MUNA ist das Kürzel für eine Luftmunitionsanstalt, die ab 1936 in Deutschland errichtet wurden. Die bekanntesten sind das Seewerk I und Seewerk II im ehemaligen Vorpommern.
Im Vierjahresplan 1936-1940 legte die nationalsozialistische Regierung den Grundstein für die Kriegsvorbereitungen des 2. Weltkriegs. Neben der Herstellung synthetischer Rohstoffe (Benzin und Gummi) war der Aufbau einer flexiblen und leitungsstarken Sprengstoffindustrie Ziel des Vierjahresplans.
Um das spätere Auffinden der Industrieanlagen für feindliche Bomberstaffeln zu erschweren, wurden die Standorte für die Anlagen auf ganz Deutschland verteilt. Häufig wurden land- oder forstwirtschaftliche Regionen gewählt, die zudem eine leichte Rohstoffversorgung ermöglichen, und einen einfachen und sicheren Abtransport des Sprengstoffes sichern sollten.

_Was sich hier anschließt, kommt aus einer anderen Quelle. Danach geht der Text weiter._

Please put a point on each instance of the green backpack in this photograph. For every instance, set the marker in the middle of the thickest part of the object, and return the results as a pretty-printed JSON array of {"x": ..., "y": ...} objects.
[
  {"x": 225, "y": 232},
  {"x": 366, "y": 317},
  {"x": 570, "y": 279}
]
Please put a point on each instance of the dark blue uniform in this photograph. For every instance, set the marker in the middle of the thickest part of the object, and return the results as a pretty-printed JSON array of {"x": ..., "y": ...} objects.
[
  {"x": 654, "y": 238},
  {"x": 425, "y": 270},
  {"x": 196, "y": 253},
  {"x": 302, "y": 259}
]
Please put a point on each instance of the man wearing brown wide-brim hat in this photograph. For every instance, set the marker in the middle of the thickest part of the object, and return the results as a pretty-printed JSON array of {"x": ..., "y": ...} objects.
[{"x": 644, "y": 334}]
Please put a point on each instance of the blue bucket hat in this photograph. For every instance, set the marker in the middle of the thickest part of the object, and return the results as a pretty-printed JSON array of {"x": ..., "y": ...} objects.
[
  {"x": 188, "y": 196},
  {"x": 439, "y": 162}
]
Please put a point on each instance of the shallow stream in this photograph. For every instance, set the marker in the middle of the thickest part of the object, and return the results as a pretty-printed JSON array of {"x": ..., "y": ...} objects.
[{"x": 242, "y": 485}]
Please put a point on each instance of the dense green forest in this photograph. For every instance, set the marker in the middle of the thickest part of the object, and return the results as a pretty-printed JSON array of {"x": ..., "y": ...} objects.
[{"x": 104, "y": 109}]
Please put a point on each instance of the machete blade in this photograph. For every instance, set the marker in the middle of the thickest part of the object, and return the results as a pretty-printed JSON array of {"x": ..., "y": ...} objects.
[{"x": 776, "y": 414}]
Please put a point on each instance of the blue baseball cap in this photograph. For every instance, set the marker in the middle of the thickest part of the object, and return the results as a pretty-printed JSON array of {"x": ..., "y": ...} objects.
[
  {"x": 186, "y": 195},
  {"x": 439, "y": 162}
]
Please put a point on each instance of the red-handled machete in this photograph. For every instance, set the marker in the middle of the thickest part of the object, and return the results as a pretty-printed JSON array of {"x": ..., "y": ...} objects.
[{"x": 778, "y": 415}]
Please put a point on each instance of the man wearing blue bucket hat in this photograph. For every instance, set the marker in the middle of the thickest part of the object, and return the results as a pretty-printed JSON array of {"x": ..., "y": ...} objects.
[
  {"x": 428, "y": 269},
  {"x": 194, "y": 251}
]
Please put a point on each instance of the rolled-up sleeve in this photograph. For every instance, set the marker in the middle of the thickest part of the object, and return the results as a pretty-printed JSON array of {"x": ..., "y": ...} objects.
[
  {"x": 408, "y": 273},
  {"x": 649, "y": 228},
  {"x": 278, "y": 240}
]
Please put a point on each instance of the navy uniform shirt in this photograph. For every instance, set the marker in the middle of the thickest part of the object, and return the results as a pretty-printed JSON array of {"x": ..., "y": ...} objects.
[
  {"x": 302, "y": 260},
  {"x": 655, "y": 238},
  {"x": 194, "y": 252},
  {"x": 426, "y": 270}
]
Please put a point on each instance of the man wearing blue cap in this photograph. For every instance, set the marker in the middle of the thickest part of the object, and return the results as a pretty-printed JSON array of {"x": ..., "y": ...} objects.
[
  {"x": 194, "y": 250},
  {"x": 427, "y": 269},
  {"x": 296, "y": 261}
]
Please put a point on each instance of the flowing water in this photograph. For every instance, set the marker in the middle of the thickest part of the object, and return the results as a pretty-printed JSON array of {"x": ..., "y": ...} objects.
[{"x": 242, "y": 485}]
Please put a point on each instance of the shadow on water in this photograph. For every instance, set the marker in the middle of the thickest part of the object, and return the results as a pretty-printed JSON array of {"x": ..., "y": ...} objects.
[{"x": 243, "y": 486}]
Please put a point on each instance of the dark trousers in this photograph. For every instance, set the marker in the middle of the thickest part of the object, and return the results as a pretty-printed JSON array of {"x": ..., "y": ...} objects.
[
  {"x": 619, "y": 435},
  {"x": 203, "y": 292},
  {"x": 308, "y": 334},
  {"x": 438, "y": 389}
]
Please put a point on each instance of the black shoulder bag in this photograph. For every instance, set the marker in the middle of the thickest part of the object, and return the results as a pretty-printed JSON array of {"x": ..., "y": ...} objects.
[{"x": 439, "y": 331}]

Zusätzlich zu den Produktionsanlagen wurden rund um das Werk Siedlungen für die Arbeiter errichtet. Ein massives Lager für Arbeiter wurde in Eggesin, westlich vom Werk errichtet. Weiter entfernt, in Torgelow, südwestlich der Anlage, und am Ortsrand von Ueckermünde wurden Siedlungen für leitende Angestellte und Facharbeiter erstellt Im Abseits liegenden Ortsteil Spechtberg wurde ein zusätzliches Arbeiterlager aus Holzbaracken gebaut.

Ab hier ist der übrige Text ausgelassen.